O zunido da flecha raspando na madeira do arco preencheu a madrugada. O som de um baque oco não veio em seguida.

Clint soltou um assovio exasperado.

— Ok, agora você está me decepcionando.

Wanda abaixou o arco devagar, com o alvo completamente desfocado em sua visão. Era um círculo grande e pintado, por volta de trinta ou quarenta metros a sua frente, muito menos do que a capacidade do arco poderia alcançar. Parado e vulnerável, lá estava, esperando apenas para ser atingido.

Ela errara de novo.

— Aqui. – Algo atravessou o ar, algo pequeno.
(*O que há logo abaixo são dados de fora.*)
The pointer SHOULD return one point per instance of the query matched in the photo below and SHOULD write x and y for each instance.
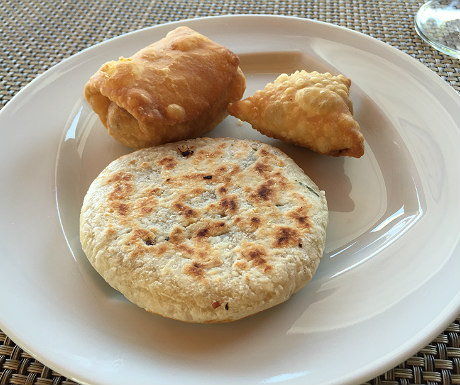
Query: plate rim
(448, 317)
Mesmo sem enxergar bem com um dos olhos, os reflexos dela bastaram para que suas mãos pegassem o objeto. Uma barra de cereais. – Coma.

Não falou nada enquanto Clint desembrulhava uma barra para si próprio, comendo metade dela em apenas uma abocanhada. O alvo dele estava inteiro alvejado por suas flechas, e a cada nova disparada ele dizia:

“Vou acertar a parte amarela, em cima. Agora o centro. E também aquele outro alvo, a mais cinquenta metros.”

Ele pedira que não usasse seus poderes, e tal pedido fora desnecessário. Por quê se incomodar de usá-los quando ainda não conseguia dominá-los bem? Na sede dos Vingadores, ela se lembrou, os treinamentos ficavam cada vez mais simples, quase infantis. Podia estourar, entortar, explodir metal, concreto. Podia afastar inimigos com somente um movimento das mãos. Conjurava sua aura rubra para esmagá-los ou sufocá-los.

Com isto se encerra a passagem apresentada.